U.S. House draft allows sugar as ethanol feedstock

WASHINGTON (Reuters) - U.S. growers would be allowed to sell cane and beet sugar for use in making ethanol under a House Agriculture Committee proposal -- a signal change for a program that treats sugar solely as a food.

A sugar producer sweeps after dumping sugar beets outside a meeting of EU agriculture ministers in Brussels in this November 22, 2005 file photo. U.S. growers would be allowed to sell cane and beet sugar for use in making ethanol under a House Agriculture Committee proposal -- a signal change for a program that treats sugar solely as a food.

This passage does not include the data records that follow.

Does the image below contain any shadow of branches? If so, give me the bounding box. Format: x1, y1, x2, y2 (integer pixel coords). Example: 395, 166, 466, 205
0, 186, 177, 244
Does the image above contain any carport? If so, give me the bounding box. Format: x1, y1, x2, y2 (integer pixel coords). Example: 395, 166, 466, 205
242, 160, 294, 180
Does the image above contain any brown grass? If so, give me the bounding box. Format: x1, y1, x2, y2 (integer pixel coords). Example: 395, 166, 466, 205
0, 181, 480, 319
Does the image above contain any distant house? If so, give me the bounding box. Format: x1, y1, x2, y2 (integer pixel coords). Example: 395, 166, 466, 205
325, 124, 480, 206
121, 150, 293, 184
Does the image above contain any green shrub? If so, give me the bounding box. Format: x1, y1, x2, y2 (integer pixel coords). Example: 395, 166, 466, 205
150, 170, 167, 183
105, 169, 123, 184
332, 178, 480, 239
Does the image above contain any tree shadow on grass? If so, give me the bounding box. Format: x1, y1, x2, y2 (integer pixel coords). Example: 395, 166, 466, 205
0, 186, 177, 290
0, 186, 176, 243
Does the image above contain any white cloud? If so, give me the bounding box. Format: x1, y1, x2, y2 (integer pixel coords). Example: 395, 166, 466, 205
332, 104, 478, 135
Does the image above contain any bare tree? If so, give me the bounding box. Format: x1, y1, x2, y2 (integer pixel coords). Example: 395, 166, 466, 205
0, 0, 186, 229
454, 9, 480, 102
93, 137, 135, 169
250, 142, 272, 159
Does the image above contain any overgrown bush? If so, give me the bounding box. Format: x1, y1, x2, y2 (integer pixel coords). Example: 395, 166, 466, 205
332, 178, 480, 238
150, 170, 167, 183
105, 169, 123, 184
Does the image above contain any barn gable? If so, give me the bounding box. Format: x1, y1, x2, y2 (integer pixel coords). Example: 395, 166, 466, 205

REUTERS/Francois Lenoir

Sugar is part of a 111-page proposal for updating U.S. crop subsidies. The package was written at the direction of chairman Collin Peterson, Minnesota Democrat, and is scheduled for committee debate next week.

Support rates for sugar would rise under the proposal, to 18.5 cents per lb of raw cane sugar and 23.5 cents per lb of beet sugar. They now are 18 cents per lb for cane and 22.9 cents a lb for beet sugar.

By law, the government must run the sugar program at no net cost. The program relies on domestic marketing allotments, when needed, to balance the supply of domestic and imported sugar with U.S. consumption. Tariff-rate quotas control imports.

Under the Agriculture Committee text, the Agriculture Department would set marketing allotments “for domestic human consumption” of sugar for the 2008-12 crop years. Sugar sold “for uses other than domestic human consumption” would be excluded from the limits.

The American Sugar Alliance, a trade group for growers, said the committee proposal would make the sugar program “even stronger” with its “long overdue loan rate increase” and the ethanol provision.

USDA would continue to update periodically its estimates of U.S. production, imports and demand so adjustments could be made as needed in the marketing allotments. By August 1 of each year, USDA would make its first estimate of sugar supply and demand.

One provision of the proposed sugar program said if USDA awards surplus sugar as a reward to growers who agree to reduce production of sugarcane and beets that are already planted, the sugar from those fields can only be used as a bioenergy feedstock.

A related measure would allow USDA to purchase raw, refined or in-process sugar from growers and sell it to bioenergy producers if it would help the sugar program operate at no net cost. The provision is part of a “wish list” of projects that may be added to the new farm law.

The purchases would be made only when necessary and USDA would use competitive bidding to get the best prices.